# Salomon Dialogue WIDE and wide foot in general problem



## Wiredsport (Sep 16, 2009)

Hi Zany,

I will be stoked to have a look. Please post up some photo's of your bare foot on the boot insert from a few different angles. That will be a good start.

Your 25.5 cm foot is a size 7.5 in snowboard boots and the width is actually not very wide (9.8 cm or 3.85 inches is over a "normal" D but not quite an single E in Brannock sizing). 

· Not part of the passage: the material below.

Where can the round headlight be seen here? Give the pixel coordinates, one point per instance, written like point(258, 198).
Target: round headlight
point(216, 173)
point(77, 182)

Something else is going on. Let's find out what it is .

STOKED!


----------



## Zany (Sep 23, 2009)

Pictures are not perfect but I hope can see some issues.
U cant see boot insert much because my foot its just bigger...mainly at outside part of foot. Also I know high arch is a problem. After some time boarding I get feeling like I'm standing just on the outside parts of foot, arch completely without support.


----------



## Wiredsport (Sep 16, 2009)

Zany said:


> Pictures are not perfect but I hope can see some issues.
> U cant see boot insert much because my foot its just bigger...mainly at outside part of foot. Also I know high arch is a problem. After some time boarding I get feeling like I'm standing just on the outside parts of foot, arch completely without support.


Hi Zany,

Please reshoot those barefoot (no socks) and please show the whole foot in each shot.


----------



## Zany (Sep 23, 2009)

Hope this will help...


----------



## Wiredsport (Sep 16, 2009)

Great. Pretty sure I've got it now but let's get one more piece of info. Please measure that insert straight down the middle from toe to heel.


----------



## ZeMax (Feb 21, 2014)

Nekkid foot picture in 86 minutes. New record ? :hairy:


----------



## Zany (Sep 23, 2009)

Wiredsport said:


> Great. Pretty sure I've got it now but let's get one more piece of info. Please measure that insert straight down the middle from toe to heel.


Its 26.3 cm long


----------



## Wiredsport (Sep 16, 2009)

Zany said:


> Its 26.3 cm long


OK, I need you to remeasure your foot. In all of your images your foot is showing as longer than the 26.3 cm insert.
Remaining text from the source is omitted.